Kennedy Says That He Will Introduce Senate Bill for Universal Health Care

By Shailagh Murray
Washington Post Staff Writer
Tuesday, November 18, 2008

Sen. Edward M. Kennedy (D-Mass.), making his second appearance on Capitol Hill since he began treatment for a malignant brain tumor in June, told reporters yesterday that he would advance a bill early next year calling for universal health care.

Some Democrats, including members of President-elect Barack Obama's circle, have begun to view expanded coverage as a longer-term goal.
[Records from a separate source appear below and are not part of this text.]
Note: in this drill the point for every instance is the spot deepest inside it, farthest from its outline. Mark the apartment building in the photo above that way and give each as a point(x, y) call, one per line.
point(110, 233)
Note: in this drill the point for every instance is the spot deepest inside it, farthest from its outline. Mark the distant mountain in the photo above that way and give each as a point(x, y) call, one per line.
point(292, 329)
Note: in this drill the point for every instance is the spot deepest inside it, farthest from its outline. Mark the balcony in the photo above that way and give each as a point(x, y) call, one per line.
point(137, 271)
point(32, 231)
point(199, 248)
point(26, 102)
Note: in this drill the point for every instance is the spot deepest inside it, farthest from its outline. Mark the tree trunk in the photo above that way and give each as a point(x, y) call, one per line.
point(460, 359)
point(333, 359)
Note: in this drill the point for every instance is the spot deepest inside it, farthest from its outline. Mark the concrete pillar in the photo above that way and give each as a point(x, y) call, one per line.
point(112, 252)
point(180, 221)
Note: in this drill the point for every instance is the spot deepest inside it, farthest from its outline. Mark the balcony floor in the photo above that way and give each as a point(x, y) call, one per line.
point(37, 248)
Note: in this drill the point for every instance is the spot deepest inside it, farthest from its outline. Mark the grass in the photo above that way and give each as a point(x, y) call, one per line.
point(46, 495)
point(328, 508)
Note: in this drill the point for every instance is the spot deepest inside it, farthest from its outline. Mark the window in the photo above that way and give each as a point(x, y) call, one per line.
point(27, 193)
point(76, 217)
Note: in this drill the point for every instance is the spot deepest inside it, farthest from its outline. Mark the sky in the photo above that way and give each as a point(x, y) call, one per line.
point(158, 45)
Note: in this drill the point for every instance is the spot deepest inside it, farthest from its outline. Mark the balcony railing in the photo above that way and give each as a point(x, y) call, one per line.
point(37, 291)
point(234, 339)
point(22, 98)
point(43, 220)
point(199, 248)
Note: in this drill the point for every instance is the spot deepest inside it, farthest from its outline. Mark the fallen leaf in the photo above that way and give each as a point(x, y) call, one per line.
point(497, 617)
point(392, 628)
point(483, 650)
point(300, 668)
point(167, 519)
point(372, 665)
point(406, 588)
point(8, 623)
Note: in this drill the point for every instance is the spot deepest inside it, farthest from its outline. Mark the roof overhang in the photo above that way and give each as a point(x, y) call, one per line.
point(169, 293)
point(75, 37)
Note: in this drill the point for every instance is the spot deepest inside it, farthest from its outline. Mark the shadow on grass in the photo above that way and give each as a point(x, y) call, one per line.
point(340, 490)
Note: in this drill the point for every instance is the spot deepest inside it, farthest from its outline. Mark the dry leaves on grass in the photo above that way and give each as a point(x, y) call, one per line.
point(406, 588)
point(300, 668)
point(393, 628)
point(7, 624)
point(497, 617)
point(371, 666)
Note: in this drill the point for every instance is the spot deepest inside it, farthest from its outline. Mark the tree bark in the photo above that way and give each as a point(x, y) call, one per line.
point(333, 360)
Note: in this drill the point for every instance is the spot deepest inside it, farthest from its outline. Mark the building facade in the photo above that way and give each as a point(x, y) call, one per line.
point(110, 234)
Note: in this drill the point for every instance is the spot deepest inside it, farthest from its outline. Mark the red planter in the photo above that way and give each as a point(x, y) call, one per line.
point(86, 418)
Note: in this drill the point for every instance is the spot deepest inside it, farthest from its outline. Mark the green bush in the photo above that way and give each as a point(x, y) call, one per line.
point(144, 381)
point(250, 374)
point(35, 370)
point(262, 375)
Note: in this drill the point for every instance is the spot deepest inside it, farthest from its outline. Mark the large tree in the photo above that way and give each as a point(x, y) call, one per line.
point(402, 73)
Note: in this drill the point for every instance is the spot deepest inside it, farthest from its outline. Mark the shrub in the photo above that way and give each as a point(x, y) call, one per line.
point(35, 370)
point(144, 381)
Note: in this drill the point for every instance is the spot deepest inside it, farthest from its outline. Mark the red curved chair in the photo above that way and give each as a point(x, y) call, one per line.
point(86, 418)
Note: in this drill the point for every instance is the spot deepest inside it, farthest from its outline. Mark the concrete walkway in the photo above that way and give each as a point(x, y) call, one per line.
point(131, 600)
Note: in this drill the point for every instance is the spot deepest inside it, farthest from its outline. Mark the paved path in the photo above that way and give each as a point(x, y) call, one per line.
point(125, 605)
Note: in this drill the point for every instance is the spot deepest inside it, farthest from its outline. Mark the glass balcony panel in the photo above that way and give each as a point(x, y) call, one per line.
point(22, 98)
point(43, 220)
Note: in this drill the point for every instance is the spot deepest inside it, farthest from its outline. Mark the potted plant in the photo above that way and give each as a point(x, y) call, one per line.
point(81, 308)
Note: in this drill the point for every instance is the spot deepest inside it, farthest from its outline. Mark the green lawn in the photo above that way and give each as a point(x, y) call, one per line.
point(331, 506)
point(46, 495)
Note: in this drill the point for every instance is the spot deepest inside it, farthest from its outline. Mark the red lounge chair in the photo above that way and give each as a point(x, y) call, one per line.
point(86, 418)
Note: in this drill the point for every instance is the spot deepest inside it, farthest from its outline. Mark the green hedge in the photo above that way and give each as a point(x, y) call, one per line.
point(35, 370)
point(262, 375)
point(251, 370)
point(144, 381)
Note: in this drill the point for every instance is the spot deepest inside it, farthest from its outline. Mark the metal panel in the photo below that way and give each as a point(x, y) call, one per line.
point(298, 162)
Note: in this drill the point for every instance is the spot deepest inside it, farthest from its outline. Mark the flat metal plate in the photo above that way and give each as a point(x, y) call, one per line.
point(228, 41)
The brief appearance by Kennedy, who made a surprise return in July to vote on a Medicare bill, represented an opportunity for him to show colleagues that he remains energetic and engaged, and that he intends to reclaim his committee post in January and take charge of the Obama health-care agenda. Some Democrats had speculated that Sen. Hillary Rodham Clinton (D-N.Y.) would attempt to assume the chairmanship of the Senate Health, Education, Labor and Pensions Committee.
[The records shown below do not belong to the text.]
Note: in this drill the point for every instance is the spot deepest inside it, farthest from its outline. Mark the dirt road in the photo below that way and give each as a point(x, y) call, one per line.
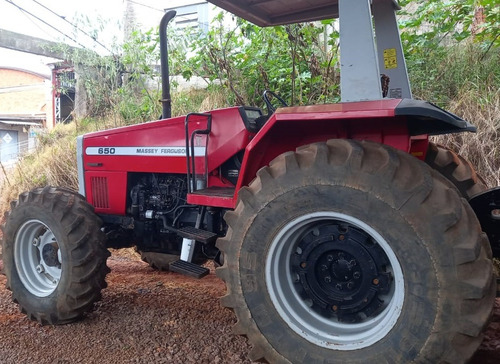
point(147, 316)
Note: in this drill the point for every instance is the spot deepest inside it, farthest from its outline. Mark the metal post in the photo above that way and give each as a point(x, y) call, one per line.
point(359, 70)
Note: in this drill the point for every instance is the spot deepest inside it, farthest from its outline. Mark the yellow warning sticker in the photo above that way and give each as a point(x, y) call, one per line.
point(390, 59)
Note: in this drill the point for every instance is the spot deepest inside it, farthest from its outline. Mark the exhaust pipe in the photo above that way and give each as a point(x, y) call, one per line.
point(166, 101)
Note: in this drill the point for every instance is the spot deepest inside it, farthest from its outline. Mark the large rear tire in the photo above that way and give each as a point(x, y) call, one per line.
point(54, 255)
point(355, 252)
point(456, 169)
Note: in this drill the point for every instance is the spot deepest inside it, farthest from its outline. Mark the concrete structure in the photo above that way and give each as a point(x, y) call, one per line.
point(24, 102)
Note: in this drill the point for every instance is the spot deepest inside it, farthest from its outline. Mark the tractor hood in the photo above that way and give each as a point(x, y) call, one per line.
point(278, 12)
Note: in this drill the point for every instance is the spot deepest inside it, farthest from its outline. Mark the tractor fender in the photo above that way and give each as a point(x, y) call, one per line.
point(486, 205)
point(394, 122)
point(424, 117)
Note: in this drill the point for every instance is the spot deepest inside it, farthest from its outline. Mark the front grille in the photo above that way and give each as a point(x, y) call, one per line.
point(100, 194)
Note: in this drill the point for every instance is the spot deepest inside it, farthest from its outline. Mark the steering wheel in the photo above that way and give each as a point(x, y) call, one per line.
point(270, 107)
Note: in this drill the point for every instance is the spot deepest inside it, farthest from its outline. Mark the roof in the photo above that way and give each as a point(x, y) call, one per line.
point(278, 12)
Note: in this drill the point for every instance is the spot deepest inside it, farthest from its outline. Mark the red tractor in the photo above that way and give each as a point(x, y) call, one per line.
point(341, 232)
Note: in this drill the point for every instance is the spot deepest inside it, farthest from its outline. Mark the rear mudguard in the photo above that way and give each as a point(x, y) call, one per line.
point(486, 205)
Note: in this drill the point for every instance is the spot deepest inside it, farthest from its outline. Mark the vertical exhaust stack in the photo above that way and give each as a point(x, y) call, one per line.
point(165, 82)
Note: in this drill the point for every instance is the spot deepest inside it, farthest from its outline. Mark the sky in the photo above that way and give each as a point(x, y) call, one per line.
point(58, 21)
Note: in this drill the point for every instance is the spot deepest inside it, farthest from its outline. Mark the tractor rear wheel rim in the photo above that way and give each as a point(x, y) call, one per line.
point(38, 258)
point(335, 280)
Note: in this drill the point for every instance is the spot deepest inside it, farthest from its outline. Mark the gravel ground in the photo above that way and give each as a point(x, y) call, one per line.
point(147, 316)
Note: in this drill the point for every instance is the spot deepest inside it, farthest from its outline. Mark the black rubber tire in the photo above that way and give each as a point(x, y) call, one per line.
point(69, 223)
point(445, 258)
point(455, 168)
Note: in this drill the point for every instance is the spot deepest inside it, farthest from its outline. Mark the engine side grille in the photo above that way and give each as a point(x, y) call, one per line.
point(100, 194)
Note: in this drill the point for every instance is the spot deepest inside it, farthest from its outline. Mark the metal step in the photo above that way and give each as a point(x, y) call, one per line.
point(203, 236)
point(189, 269)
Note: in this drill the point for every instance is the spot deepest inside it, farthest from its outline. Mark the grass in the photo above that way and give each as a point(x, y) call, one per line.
point(461, 80)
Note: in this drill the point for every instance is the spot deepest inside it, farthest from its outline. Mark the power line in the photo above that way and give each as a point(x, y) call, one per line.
point(73, 25)
point(43, 21)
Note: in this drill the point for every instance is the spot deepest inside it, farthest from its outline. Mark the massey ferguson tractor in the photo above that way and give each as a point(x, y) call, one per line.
point(343, 235)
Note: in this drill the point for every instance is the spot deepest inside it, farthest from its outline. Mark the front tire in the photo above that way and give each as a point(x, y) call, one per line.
point(54, 255)
point(356, 252)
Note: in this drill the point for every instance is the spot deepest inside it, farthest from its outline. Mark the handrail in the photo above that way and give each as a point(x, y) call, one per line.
point(192, 186)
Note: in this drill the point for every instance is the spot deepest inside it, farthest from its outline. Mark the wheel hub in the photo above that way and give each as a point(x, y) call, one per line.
point(50, 255)
point(339, 270)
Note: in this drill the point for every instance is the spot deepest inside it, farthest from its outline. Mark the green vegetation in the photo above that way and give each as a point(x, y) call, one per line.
point(452, 62)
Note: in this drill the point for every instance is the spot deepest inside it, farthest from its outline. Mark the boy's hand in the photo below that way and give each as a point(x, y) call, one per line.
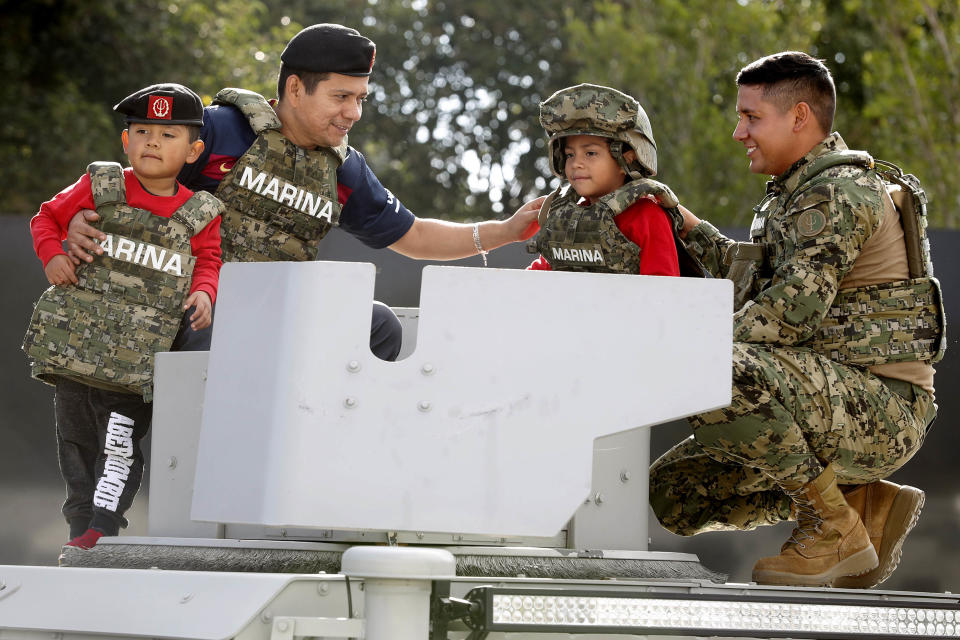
point(60, 271)
point(689, 220)
point(82, 238)
point(201, 317)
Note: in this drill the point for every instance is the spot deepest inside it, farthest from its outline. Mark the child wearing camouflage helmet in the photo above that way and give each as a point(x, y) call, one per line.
point(608, 217)
point(93, 334)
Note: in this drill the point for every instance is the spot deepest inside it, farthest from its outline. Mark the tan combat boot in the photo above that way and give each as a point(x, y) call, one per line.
point(889, 511)
point(829, 541)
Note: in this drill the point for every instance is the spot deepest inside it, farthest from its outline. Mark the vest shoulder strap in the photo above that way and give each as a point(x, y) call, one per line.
point(106, 182)
point(197, 212)
point(838, 158)
point(253, 106)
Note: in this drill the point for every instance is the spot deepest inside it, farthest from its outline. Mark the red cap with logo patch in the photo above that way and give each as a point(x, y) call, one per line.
point(167, 103)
Senate Finance Committee Chairman Max Baucus (D-Mont.) rolled out his own health-care bill days after Obama was elected, and Sen. Ron Wyden (D-Ore.) also expects to be a leading participant in the effort to establish universal health care.
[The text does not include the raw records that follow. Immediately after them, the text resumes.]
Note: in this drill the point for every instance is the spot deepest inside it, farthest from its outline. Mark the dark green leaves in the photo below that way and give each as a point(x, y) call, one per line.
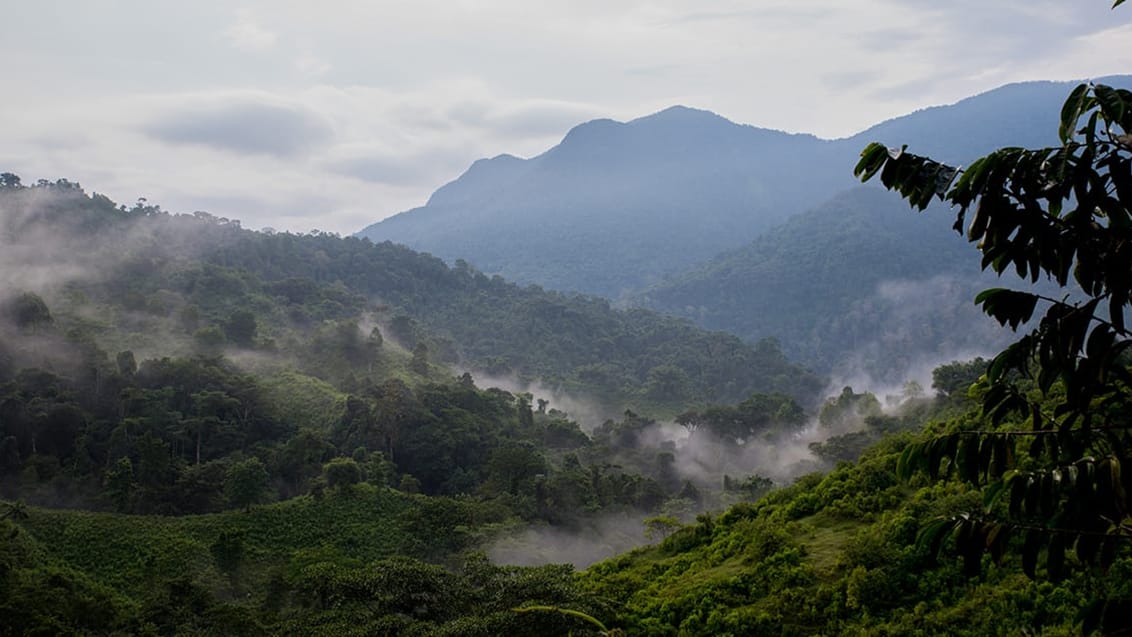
point(1008, 307)
point(916, 178)
point(1055, 213)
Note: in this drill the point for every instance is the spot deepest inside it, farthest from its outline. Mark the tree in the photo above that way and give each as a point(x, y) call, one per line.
point(342, 473)
point(419, 362)
point(246, 483)
point(240, 328)
point(1062, 213)
point(28, 311)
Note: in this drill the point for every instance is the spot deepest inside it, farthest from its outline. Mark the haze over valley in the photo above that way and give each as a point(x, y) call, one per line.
point(631, 319)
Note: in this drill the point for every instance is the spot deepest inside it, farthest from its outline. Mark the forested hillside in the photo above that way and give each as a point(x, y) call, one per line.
point(857, 284)
point(275, 415)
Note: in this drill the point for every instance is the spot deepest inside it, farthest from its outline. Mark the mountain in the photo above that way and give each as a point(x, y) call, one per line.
point(618, 206)
point(859, 280)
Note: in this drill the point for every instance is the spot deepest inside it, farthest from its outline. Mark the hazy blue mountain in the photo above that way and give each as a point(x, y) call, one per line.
point(616, 207)
point(859, 282)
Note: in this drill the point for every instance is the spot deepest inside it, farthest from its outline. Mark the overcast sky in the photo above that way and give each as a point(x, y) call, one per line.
point(336, 113)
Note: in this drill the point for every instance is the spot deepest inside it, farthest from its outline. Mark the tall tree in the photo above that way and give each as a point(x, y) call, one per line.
point(1065, 214)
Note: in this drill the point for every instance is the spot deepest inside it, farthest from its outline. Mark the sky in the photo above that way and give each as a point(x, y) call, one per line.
point(331, 115)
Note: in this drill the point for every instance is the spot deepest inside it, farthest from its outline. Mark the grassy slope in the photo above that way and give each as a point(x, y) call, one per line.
point(367, 523)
Kennedy has a head start on them all. Despite his illness, he directed his staff months ago to begin work on legislation that would vastly expand health coverage, a career-long goal of his.

But as the economy has worsened, attention has shifted to measures aimed at creating jobs and stabilizing the housing market. Obama is particularly eager to advance his alternative energy agenda.

Kennedy acknowledged the competition. "There's some major issues, obviously, the economy and also environmental issues," Kennedy said on his way to a staff meeting, where he was greeted with cheers.

"But the president-elect has indicated that this is going to be a priority, and I certainly hope it will."